Convolutional neural networks (CNNs) are robust tools that use deep learning to perform generative and descriptive tasks such as image recognition. However, they require a large number of resources. The state-of-the-art CNNs comprise hundreds of layers and thousands of channels, resulting in increased computation time and memory use. That is why their implementation on low-power edge devices of Internet-of-Things (IoT) networks is challenging.
Researchers from the Tokyo Institute of Technology introduce an efficient sparse CNN processor architecture and training algorithms to address this challenging task. Their proposed method enables the seamless integration of CNN models on edge devices.
The proposed “sparse” CNNs are obtained by “pruning,” which removes weights that do not signify a model’s performance. This significantly reduces computation costs and maintains model accuracy. Such networks result in more compact versions that are compatible with edge devices. However, sparse techniques are inefficient for real-world settings because they limit weight reusability and result in irregular data structures.
The team, therefore, introduces a novel 40 nm sparse CNN chip that achieves both high accuracy and efficiency.
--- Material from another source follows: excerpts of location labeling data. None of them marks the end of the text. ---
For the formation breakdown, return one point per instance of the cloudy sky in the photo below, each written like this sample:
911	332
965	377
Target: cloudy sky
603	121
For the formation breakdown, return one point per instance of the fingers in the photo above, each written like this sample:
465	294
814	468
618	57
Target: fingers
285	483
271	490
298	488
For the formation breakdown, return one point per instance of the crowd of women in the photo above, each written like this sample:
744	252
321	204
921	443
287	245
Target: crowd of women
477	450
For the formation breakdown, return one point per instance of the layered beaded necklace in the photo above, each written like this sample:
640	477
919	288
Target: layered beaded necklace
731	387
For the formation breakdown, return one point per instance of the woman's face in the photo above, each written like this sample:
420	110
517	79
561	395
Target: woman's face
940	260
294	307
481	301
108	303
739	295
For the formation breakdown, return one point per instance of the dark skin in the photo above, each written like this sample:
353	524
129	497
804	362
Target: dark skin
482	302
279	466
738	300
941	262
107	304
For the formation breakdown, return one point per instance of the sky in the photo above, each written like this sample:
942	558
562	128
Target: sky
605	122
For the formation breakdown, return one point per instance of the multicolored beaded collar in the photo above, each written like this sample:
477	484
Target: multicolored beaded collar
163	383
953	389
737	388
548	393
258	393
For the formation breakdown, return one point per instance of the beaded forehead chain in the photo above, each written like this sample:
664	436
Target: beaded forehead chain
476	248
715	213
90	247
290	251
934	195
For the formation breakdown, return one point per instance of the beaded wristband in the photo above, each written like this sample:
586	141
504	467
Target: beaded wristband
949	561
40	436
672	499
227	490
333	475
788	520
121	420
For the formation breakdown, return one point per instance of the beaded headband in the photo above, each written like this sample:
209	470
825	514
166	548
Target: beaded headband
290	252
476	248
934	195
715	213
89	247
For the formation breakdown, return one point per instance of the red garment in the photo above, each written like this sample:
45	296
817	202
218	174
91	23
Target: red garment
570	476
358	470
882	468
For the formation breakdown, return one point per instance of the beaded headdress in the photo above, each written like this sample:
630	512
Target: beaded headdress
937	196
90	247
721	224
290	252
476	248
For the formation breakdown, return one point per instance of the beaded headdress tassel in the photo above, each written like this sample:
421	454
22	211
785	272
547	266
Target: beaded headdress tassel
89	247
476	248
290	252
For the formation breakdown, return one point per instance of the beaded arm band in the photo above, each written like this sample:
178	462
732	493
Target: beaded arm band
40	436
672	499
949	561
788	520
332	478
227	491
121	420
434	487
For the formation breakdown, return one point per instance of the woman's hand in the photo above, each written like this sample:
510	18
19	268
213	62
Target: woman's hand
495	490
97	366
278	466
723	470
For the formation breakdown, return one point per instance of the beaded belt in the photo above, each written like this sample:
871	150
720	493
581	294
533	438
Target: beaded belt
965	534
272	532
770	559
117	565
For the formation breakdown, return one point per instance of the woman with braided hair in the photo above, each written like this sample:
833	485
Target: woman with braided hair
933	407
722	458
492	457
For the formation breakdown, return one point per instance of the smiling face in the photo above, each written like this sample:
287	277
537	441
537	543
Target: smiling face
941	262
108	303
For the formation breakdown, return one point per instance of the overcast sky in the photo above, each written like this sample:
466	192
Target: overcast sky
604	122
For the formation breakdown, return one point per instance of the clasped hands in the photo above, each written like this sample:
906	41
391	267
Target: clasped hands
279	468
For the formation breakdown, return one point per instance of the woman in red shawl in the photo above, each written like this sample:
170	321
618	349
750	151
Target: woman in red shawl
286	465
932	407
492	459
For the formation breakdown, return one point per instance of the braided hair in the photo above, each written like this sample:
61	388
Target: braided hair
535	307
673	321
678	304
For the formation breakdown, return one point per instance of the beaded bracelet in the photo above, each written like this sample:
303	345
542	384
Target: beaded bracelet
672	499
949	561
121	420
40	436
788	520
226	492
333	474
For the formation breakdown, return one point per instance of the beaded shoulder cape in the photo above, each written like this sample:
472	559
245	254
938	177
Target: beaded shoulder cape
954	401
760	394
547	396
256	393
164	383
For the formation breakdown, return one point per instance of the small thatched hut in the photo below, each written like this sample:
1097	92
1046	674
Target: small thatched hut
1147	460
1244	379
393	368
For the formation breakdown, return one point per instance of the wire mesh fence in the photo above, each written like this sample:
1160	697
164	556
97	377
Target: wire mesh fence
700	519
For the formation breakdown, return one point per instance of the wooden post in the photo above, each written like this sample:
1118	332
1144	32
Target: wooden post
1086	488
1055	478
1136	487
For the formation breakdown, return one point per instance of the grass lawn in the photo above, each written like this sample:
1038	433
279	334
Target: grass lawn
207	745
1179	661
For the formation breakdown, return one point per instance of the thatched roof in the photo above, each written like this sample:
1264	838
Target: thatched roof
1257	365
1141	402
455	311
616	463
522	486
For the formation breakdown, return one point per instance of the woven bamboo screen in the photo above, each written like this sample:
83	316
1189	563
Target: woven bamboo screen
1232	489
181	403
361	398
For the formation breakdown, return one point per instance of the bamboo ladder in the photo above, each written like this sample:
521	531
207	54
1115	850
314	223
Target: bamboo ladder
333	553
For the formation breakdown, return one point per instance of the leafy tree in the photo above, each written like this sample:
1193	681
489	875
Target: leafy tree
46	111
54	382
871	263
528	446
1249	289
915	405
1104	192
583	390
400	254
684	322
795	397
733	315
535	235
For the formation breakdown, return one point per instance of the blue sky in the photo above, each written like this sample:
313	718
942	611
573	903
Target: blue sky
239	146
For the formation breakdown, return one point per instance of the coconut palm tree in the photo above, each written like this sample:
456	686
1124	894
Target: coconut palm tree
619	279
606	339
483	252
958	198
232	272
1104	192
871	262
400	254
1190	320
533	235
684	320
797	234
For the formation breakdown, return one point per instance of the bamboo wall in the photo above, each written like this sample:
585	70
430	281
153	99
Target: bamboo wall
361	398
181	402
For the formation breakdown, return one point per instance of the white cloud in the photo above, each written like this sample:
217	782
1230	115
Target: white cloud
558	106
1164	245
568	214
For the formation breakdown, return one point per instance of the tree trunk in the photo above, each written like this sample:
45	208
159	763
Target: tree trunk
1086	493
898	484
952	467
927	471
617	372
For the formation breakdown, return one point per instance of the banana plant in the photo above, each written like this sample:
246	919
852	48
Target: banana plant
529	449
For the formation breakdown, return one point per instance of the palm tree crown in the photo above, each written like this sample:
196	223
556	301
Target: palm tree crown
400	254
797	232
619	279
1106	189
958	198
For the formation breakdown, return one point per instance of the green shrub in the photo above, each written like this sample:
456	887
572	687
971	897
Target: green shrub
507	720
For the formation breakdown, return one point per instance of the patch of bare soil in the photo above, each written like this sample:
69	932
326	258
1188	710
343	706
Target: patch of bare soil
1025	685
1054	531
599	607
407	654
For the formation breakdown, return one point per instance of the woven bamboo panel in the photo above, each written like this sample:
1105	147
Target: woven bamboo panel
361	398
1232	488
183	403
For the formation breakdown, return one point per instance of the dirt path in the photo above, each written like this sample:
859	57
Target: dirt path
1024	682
This chip uses a Cartesian-product MAC (multiply and accumulate) array and “pipelined activation aligners” that spatially shift “activations” onto a regular Cartesian MAC array.
On a parallel computational array, regular and dense computations are more efficient compared to irregular or sparse ones. The team was able to achieve dense computation of sparse convolution using this new architecture, which employs MAC array and activation aligners. Furthermore, zero weights in both storage and computation could be avoided, resulting in better resource use.
The ‘tunable sparsity’ is a crucial component of the suggested approach. Although sparsity can boost efficiency by reducing computing complexity, sparsity level influences the accuracy of the prediction. Therefore, the researchers suggest altering the sparsity to achieve the necessary accuracy and efficiency and to understand the accuracy-sparsity relationship.
They employed “gradual pruning” and “dynamic quantization” (DQ) methodologies on typical image data sets ( such as CIFAR100 and ImageNet ) to generate highly efficient “sparse and quantized” models.
Gradual pruning is associated with pruning in incremental steps by removing the smallest weight in each channel. On the other hand, DQ assists in quantizing the weights of neural networks to low bit-length values, with the activations quantized during inference.
The team evaluated the pruned and quantized model on a prototype CNN chip. They observe the resulting measurement to be 5.30 dense TOPS/W ( Tera operations per second per watt—a metric for assessing performance efficiency), which is equivalent to 26.5 sparse TOPS/W of the base model.
The team states that their proposed architecture and sparse CNN training algorithm have a lot of scope in applications from smartphones to industrial IoT.